The only way out for the government to make the MSP workable is to immediately create incentives for private investment to pour into the creation of more warehouses which are then approved by the Warehousing Development Regulatory Authority or WDRA (http://www.asiaconverge.com/2017/08/is-wdra-a-functioning-organisation/).
But such a scheme would work only if the government insists that any grain that seeks MSP protection must be sold through a WDRA approved warehouse. The warehouse, which is supposed to be within a short distance from each farm, is then supposed to issue to the farmer a (dematerialised) receipt recording the quantity and the quality of the grain sold.
That would require the presence of an approved assayer, who is then accountable for accepting any grain and certifying its quality/quantity.
As soon as the grain is purchased by the warehouse, the government must permit it to sell the grain immediately on the futures markets. Alternatively, the farmer does not sell the grain at MSP, but pays the warehousing charges, lets it remain in the warehouse till a time when the prices are better. If prices do not improve, the farmer still gets the MSP, but loses the money on account of warehousing charges.
Since the government cannot allow the price on the commodity exchange to fall below the MSP, it becomes the guaranteed purchaser of last resort for any quantity of the grain at the applicable MSP. The government then has the right to sell on commodity exchanges in India or even overseas. This would certainly apply to any surplus grain that the government cannot warehouse. The surplus grain is best defined as any quantity of grain that cannot be warehoused or even sold to local traders at the MSP.
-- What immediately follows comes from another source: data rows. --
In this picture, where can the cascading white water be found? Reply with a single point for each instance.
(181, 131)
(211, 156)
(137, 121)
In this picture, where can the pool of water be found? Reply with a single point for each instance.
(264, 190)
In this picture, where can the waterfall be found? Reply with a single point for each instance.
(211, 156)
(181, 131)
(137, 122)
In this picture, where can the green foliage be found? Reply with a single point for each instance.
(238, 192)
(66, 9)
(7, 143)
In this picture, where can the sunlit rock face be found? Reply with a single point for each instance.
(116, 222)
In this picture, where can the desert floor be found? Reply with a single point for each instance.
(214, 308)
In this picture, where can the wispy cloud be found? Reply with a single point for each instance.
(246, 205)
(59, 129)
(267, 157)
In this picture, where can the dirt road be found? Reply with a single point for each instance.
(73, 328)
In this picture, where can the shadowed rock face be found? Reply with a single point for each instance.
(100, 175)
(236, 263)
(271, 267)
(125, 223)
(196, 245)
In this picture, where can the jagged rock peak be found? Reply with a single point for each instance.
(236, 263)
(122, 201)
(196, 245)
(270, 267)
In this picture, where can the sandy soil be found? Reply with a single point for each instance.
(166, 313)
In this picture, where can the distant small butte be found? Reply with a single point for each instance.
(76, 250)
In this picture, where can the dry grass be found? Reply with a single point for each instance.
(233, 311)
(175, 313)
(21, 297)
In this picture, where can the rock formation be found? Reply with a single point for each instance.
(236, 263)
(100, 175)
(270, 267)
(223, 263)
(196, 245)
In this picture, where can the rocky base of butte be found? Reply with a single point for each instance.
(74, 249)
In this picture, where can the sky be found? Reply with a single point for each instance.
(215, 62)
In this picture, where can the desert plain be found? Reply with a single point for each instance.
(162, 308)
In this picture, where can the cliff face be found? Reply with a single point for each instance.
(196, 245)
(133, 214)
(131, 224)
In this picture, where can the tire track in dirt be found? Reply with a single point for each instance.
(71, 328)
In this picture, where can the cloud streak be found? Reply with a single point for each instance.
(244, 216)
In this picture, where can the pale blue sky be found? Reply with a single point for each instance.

True, the government may have to sometimes sell the grain at prices that are lower on international commodity exchanges than those prevailing in domestic markets. But that reduced price is at least better than a zero price if the grain were to rot. Moreover, since now there will be an assayer guaranteeing the quality and quantity of grain purchased, any discrepancy between the reports of the assayer attached to global commodity exchanges and the domestic one will immediately invite scrutiny.
This way, the farmers can be protected, corruption can be reduced, and value destruction of grain (by allowing it to rot in the open) can be prevented.
But that requires genuine commitment to stomp out corruption on the agricultural front. So far, the government has not shown much willingness to clean up corruption and moneylaundering on the farm front (http://www.asiaconverge.com/2017/11/agricultural-income-and-black-money/). But if the government actually wants to protect farmers without bleeding the national exchequer and hence the tax payer, it must adopt this method of onward sales of assayed grain through commodity exchanges.
Failure to do this would reinforce the suspicion that the government is not really keen on putting a lid on corruption. It would also ensure that the taxpayer will continue to be burdened by the cost of corruption that the grain procurement business is believed to promote. And as the costs swell, it is possible that the poor farmer too will eventually be let down.
All this must be avoided at all costs.